Henry Schoonmaker: Rich heir to the Schoonmaker empire. Is married to Penelope Hayes but loves Diana Holland. He was formerly engaged to Elizabeth Holland. He is ridiculously handsome and enviable, and all of New York society is crazy for him.

Penelope Hayes: Married to Henry Schoonmaker. Former and Pretend best friend of Elizabeth Holland. Indebted to Carolina Broad.

Will Keller: Former stable boy of the Hollands. Ran away to California to be later followed by and married to Elizabeth Holland. Was once loved by Lina Broud. Is accused of kidnapping Elizabeth Holland and dies because of it.

Isaac Phillips Buck: one of Penelope's best friends, not rich but supposedly "valuable".

Carey Lewis Longhorn: Extremely rich elderly man who takes in Carolina Broad, even knowing who she really is. He is famous for his collection of portraits of the beauties of New York, including Elizabeth Holland.

Teddy Cutting: Henry Schoonmaker's best friend. Had a crush on Elizabeth Holland.

Percival Coddington: a rich but clumsy man who comes on to all the debutantes.

Grayson Hayes: Penelope Hayes's older brother.

Aunt Edith: Diana and Elizabeth Holland's aunt who comes and lives with them after her marriage ended badly. One of the only divorcees that can function in 1899's society.

Snowden Cairns: A friend of the former Mr. Hollands. Takes care of Holland family when they hit financial trouble because he feels that he owes the late Edward Holland's family something.
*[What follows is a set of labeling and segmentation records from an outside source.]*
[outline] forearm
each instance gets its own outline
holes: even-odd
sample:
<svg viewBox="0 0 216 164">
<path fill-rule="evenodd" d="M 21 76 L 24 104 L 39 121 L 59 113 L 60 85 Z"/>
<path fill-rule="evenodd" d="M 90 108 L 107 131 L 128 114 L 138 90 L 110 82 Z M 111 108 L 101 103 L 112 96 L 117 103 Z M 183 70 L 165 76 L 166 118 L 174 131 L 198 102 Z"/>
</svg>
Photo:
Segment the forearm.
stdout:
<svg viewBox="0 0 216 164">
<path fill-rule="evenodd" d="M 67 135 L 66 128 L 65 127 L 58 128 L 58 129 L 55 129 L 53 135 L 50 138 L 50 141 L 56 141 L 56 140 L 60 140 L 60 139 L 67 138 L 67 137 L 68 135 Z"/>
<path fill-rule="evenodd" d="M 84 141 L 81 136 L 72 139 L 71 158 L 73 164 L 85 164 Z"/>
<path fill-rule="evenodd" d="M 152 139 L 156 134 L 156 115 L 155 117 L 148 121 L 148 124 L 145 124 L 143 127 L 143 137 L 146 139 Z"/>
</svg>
Tristen Wrigely: works at the Lord & Taylor's clothing shop. Helps Lina Broud meet Carey Lewis Longhorn. He steals Lina's purse with all of her money in. He has a crush on Lina and kisses her in an elevator.

Isabelle Schoonmaker: Married to Henry Schoonmaker Sr. Secretly in love with Grayson Hayes, Penelope's elder brother.

Davis Barnard: Friend of Diana Holland who writes the Gamesome Gallant Column in the newspaper.